Other threats, he says, relate to saltwater intrusion into coastal aquifers due to sea-level rise, and increasing levels of pollutants and toxins in groundwater introduced as a result of agricultural and industrial activity and natural causes. Some of these pollutants that were not known to exist in groundwater can now be detected at very low concentrations using advanced instrumentation. In his past and ongoing research, Illangasekare has taken a novel approach to studying aquifer remediation, the process of mitigating the effects of groundwater contamination from industrial solvents and petroleum waste products. By creating “test aquifers,” Illangasekare and his students can study the long-term effects of contaminants in groundwater in a lab setting.
“These systems allow us to do very fundamental science that we can’t do in the field, because the field is naturally very complicated,” he says. “So, we study these things very carefully under highly controlled conditions in laboratory settings, and then we incorporate that information into numerical models, which can be applied in the field.” In his recent work, he has extended these approaches to study technologies for storage of carbon dioxide in deep geologic formations and loading of greenhouse gases like methane to the atmosphere.
The ability to do innovative research, like the test aquifers, was a big part of what drew Illangasekare to Mines nearly two decades ago. In 1998, while he was still a professor at the University of Colorado, Boulder, he says he was contacted by Mines and invited for a visit. “I came down here, and I was very impressed with their vision for the environment and water program, because it sort of matched what I wanted to do in my career,” he says. “Coming here was a bit of a risk I took, because the program here was small with very few faculty and nobody in my specific research area,” he says.
Despite the risk, Illangasekare says the idea of coming to a smaller school like Mines appealed to him because he thought it would allow him more opportunity for interdisciplinary collaboration, which he believes is essential to doing cutting-edge research. “I thought, this will be good, because the walls are not too high for me to be able to work across disciplines,” he says.

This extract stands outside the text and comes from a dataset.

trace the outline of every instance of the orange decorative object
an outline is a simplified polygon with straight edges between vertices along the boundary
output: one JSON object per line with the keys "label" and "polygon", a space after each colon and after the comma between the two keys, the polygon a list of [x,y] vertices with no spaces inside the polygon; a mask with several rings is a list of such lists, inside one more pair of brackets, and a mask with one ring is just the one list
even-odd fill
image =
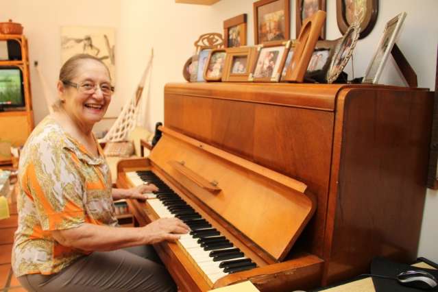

The endowed position he was offered at Mines came with start-up funds to build a laboratory and infrastructure— now the Center for the Experimental Study of Subsurface Environmental Processes (CESEP), where he serves as founding director and oversees several research projects.
When it comes to future research, Illangasekare plans to move increasingly towards inter-disciplinary work. “The exciting research opportunities in groundwater are not going to be in one core area,” he says. “They’re going to be at the interface of the different disciplines—looking at groundwater problems from the perspective of biological science, climate science, ecology, health, and the social sciences.
“I think people should have a vision about their research and be willing to take some risks. This is what I believe will put Mines on the map, because we will be working on problems that are relevant to the world as a whole, rather than just working on one thing on our computers and in our laboratories.”